The following script will combine the KS statistics for individual samples into a KS matrix:
perl ~/src/mRIN/gen_ks_matrix.pl -v -base ./ks --min-avg-cov 2 -v all_samples.conf all_samples.KS.mat.txt
Note the option --min-avg-cov specifies the minimal average read coverage required to calculate the KS statistics. For genes/samples below the threshold, a missing value will be assigned.
Estimate sample mRIN and statistical significance
This step is processed by a R script, which depends on R and Rlibrary getopt. For mRIN calculation, you can run
Rscript ~/src/mRIN/cal_mrin.R -k all_samples.KS.mat.txt -m out.mRIN.txt -G out.GIS.txt -v
In the command line above, out.mRIN.txt and out.GIS.txt are the sample mRINs including corresponding z-score and p-value and GIS scores, respectively. If you would like to perform additional filtering based on gene expression values, the gene RPKM values can be provided.

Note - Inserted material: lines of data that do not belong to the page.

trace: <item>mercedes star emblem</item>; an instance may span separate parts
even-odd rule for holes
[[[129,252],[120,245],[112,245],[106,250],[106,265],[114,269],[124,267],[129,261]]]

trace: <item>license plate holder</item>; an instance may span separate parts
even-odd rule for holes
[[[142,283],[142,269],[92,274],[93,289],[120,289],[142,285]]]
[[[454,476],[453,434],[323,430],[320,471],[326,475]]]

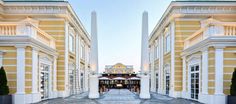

An example is shown in the following command.
Rscript ~/src/mRIN/cal_mrin.R -k all_samples.KS.mat.txt -x all_samples.RPKM.mat.txt -r 2 -s 0.05 -e 0.5 -b -m out.mRIN.txt -G out.GIS.txt -v
Note the option -r(gene RPKM cutoff) must be set if option -x(gene expression matrix) is set. With this command, we removed 5% of genes with smallest standard deviation of KS statistic with option -s. Genes with strong 5' bias were removed with option -b. Genes with RPKM > 2 and with mKS esimated in > 50% of the samples were kept to calculate mRIN with option -r and -e.
These parameters can be adjusted for specific datasets although in practice, we found the the results are quite robust.